When the inn closed in January for the overhaul, plans were to keep the bar open to serve diners and reopen in March. But by July everything was shut down and Barba said the project went full speed ahead with the hope of being open for the holidays.
Barba said people who inquired about reservations in August were told a 2015 opening was possible, and the staff started taking names for potential holiday meals. He said publicly during a speech to the Lake Forest Lake Bluff Chamber of Commerce Oct. 14 the inn would reopen by year’s end.
“There is such a tradition here and people expressed a hope we would be open,” Barba said. “We said we would be open by the end of the year but we had to be vague. The closer we got people became more hopeful.

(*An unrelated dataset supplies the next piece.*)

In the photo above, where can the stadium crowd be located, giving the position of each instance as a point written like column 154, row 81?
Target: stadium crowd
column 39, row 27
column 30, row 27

More and more people started making holiday reservations as word leaked out, according to Barba. He said capacity was reached before the Dec. 5 opening of the hotel’s public spaces.
“We’re sold out Christmas Eve and Christmas Day,” Barba said during a Dec. 17 news conference. “We still have room on New Year’s Eve as far as I know but I haven’t checked in a few hours,” he added.
Those who are lucky enough to have a reservation for New Year’s Eve could also be among the first to occupy one of the newly renovated guest rooms, according to Barba. He told Daily North Shore Dec. 5 reservations were being taken for Jan. 1 and beyond.
When pressed, Barba said a person reserving a room Jan. 1 could unpack there after midnight Dec. 31. Before that, the guest can partake of a New Year’s Eve five-course dinner for $85 with plenty of choices. He also said the menus for New Year’s Eve and Christmas Eve are identical.
Diners start with a choice of three opening courses—wild mushrooms vol au vent, smoked king salmon tartar or foie gras—two soups—lobster bisque or roasted butternut squash—a salad and one of six entrees—duck, sea bass, lamb chops, filet mignon, prime rib or ravioli. A “special holiday dessert” tops it off.
After finishing dinner and welcoming 2016, the Deer Path Inn guests can be the first to stay in one of the 57 redone rooms, which have gone from being devoid of technology to letting a person charge three electronic devices simultaneously through USB ports.
The 57 rooms range in size from just under 400 square feet to suites around 800 square feet, according to Barba, and 23 are classified as suites. The bathrooms have modern facilities with marble and multiple shower heads. All rooms have bars with refrigerators. He stressed service.
“If you let us know what you want we’ll go out and stock it for you,” Barba said. “If you leave them out by 11 (p.m.) they’ll be done by 6 (a.m.),” he added referring to shoe shining service common in the English country inn Deer Path strives to emulate.